- Born: Stella Dugan Eastern Region, Ghana
- Genre: Gospel
- Occupations: Singer, songwriter
- Instruments: Vocal
- Years active: (1980–present)

= Stella Aba Seal =

Ghanaian female gospel musician

Stella Aba Seal is a Ghanaian female gospel musician.

==Early life==
Stella was born to Mr. Theophilus Seal of British and Cameroonian parentage and Madam Violet Addo from Anum Boso in the Eastern Region of Ghana.

==Education==
Stella started her basic education at the Accra New Town 4 School in Accra New Town, a suburb of Accra, and then proceeded to Kotobabi 2 Middle School also in Kotobabi, a suburb of Accra. She furthered her education at Accra Polytechnic, where she trained as a secretary after her GCE ‘O’ levels in 1981 at the City Secondary and Business College at Caprice in Accra. She received IATA Basic Certification in Passenger Handling, Sales, and Reservations from the Ghana Airways Training School. Also trained in dressmaking at Kalbs School of Fashion.

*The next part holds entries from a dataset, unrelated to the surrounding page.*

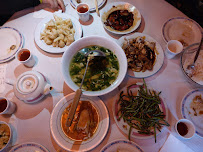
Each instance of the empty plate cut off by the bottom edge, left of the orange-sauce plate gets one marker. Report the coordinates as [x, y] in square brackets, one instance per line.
[29, 147]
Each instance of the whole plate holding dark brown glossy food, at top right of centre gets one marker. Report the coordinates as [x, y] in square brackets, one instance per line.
[120, 18]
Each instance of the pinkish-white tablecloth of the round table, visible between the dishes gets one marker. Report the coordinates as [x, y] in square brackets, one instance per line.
[31, 122]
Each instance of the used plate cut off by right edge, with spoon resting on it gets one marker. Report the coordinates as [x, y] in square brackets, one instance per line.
[195, 76]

== Breakthrough in music ==
Although her debut album You Are In My Heart received little attention, her second album, Daadaa Nyinaa, propelled her to national recognition in the early 1990s and established her as one of Ghana’s leading gospel musicians.

In 2026, Seal spoke publicly about workplace sexual harassment, recounting that she had lost two jobs after rejecting inappropriate advances from employers. She urged women to report such misconduct and advocated for safer workplaces.

Seal has publicly called for stronger respect for copyright and intellectual property, urging musicians to obtain permission before recording or performing songs by other artists.

==Personal life==
Seal was previously known as Stella Dugan, her marital name. She has three children with her ex-husband. Dugan reverted to her maiden name after her divorce.